Robin M. King's "Memory of Monet," the third book in her young adult Rembrandt series, is a spy thriller meets teen romance novel that is a lot of very clean fun. Having a good deal to do with art, "Memory of Monet" is definitely another masterpiece in the collection.
Alexandra Stewart is a young lady with an eidetic or photographic memory. She literally can't forget anything she sees, hears or reads. Her mother was killed about a year before the story in a car accident. She had led a secret life, and the crash was no accident — a terrorist group had targeted her. This catalyst propelled Alex into a world of spies, missions and puzzles.

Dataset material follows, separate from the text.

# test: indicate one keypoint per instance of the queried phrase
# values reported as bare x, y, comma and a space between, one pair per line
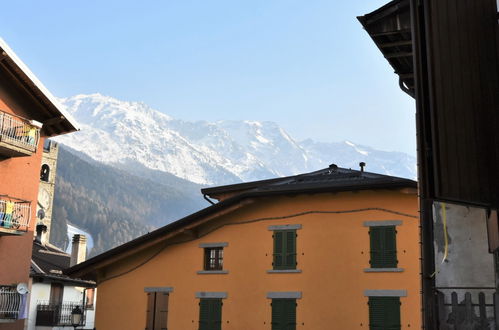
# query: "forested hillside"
113, 205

Alex believed her brother was also killed but in "Memory of Monet," she learns he's been in a coma while she's been busy doing jobs for an organization known as The Company. Yuri Golkov is a spymaster who had left the CIA and founded this group. Alex is on the cusp of committing to The Company when she is approached by the CIA. It isn't art that is missing this time but a young woman.
She goes undercover as an art student in a Mexico City academy to try and find the missing girl. Alex soon learns other girls have gone missing, and she isn't sure who to trust. While setting a trap for the perpetrators, she is kidnapped as well. On top of it all, she has to decide with whom her heart lies — with William or Daly.
"Memory of Monet" educates as well as it entertains. By using references to works of art, artists and quotes from famous people, King makes sure to teach as well as tantalize her readers. Alexandra is an excellent female protagonist with real life problems, insecurities and emotional trials.
There is no adult language, and the scenes of violence are not graphic in any way. The romance includes hand holding and less than a dozen kisses.